There are different widespread definitions for log levels. For example, RFC 5424 defines them from priority 0-7.

           Numerical         Severity
             Code

              0       Emergency: system is unusable
              1       Alert: action must be taken immediately
              2       Critical: critical conditions
              3       Error: error conditions
              4       Warning: warning conditions
              5       Notice: normal but significant condition
              6       Informational: informational messages
              7       Debug: debug-level messages

              Table 2. Syslog Message Severities

npm defines log levels as "silent", "error", "warn", "notice", "http", "timing", "info", "verbose", "silly".

In JavaScript’s console API, available levels include error, warn, info, debug, and trace.

There’s not one right system. The most obvious difference is the number of log levels. RFC 5424 defines 8 levels, npm has 9, other projects use more, and some use fewer.

As a general rule of thumb, the more complex DevOps is in the organization, the more integrations with other systems exist, the more log levels are required.

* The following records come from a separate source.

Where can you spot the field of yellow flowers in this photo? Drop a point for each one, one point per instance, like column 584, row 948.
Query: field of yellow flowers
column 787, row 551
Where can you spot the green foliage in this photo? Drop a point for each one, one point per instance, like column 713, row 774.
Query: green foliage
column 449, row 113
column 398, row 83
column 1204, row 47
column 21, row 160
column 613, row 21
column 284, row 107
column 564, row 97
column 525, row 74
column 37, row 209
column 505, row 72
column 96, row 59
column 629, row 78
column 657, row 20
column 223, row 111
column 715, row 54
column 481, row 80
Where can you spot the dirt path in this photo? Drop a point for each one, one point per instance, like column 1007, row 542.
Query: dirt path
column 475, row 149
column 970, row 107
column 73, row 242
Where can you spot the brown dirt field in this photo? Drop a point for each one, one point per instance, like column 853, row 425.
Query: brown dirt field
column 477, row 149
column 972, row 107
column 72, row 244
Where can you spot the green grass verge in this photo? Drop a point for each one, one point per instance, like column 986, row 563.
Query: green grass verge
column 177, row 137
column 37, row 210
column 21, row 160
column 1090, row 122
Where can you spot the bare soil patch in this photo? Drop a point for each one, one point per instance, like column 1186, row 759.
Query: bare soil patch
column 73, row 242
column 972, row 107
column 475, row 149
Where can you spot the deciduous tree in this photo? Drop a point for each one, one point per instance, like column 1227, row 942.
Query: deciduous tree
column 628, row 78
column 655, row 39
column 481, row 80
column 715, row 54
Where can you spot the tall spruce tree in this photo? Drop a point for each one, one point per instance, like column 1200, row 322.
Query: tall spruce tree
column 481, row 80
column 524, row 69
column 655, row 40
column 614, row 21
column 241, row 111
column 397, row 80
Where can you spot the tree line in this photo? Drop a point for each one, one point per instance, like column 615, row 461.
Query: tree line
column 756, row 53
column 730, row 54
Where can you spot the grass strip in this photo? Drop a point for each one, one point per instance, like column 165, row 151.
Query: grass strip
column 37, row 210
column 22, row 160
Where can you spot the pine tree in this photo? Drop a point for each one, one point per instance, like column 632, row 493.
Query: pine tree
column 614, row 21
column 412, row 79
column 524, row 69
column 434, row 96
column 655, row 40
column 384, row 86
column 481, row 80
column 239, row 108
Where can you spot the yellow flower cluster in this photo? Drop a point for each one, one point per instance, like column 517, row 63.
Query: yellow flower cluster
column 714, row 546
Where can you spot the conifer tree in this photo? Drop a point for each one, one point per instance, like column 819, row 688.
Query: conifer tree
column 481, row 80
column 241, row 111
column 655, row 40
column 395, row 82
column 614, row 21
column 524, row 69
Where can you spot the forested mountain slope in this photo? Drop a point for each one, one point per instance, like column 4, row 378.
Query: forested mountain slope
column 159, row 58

For example, if logs integrate with a paging system, and engineers are paged for errors, they should only be paged for errors that need immediate attention. Logging non-critical errors should still be possible, allowing engineers to review them later. In that case, multiple error levels make sense.

Defining log levels

Regardless of the number of levels used, documenting the purpose and appropriate usage of each level is essential for consistency. The following are the definitions I use for Lighthouse:

  • Error

    • unexpected things that are not recoverable
  • Warning

    • unexpected things that are recoverable
  • Info:

    • high-level what happens in the system
    • it should be possible to read info logs without becoming overwhelmed
    • engineers, even if they’re unfamiliar with the code, should understand what’s going on
  • Debug:

    • significant changes made in the system
    • E.g. database updates, important new value computed and set on an object
  • Trace:

    • general information about code execution
    • E.g. function start, value returned, specific code branch visited

In my experience, error and warning are quite intuitive. The difference between info, debug, and trace is less so, and must be more clearly defined.

Other considerations

Defining log levels is a start, but does not automatically lead to good logs.

It’s important to keep log levels consistent. One unexpected event sometimes seems less important than another, for example. There’s the temptation to use info instead of warning. Don’t. It muddles the water and makes filtering more difficult later on.

Instead, it’s good to ask if it should be logged at all. Every log line should provide value. If it doesn’t, it should be removed. Just because a log line fits any of the definitions above doesn’t mean it should be added.

I find imagining reading through the final log helps finding out if a log line adds value. If I see this line, would it help me understand what happened?

The same principle applies to data. I use structured logging (log lines written as JSON objects), so data is part of every log line. The log aggregator I use shows the message of each log line in the overview, and its data in the details. Still, adding data just so it’s there is unnecessary. It increases load on the log aggregator and might obscure useful data.

Final words

As a junior engineer, I didn’t understand the value of logs yet. As I became more experienced, worked with larger systems, and bugs became more complicated, my appreciation increased.

Back then, bugs were obvious and I could always attach a debugger and reproduce them easily. With more complicated bugs, just finding out what happened and how it was caused is 90% of the work.

Good logs help, a lot.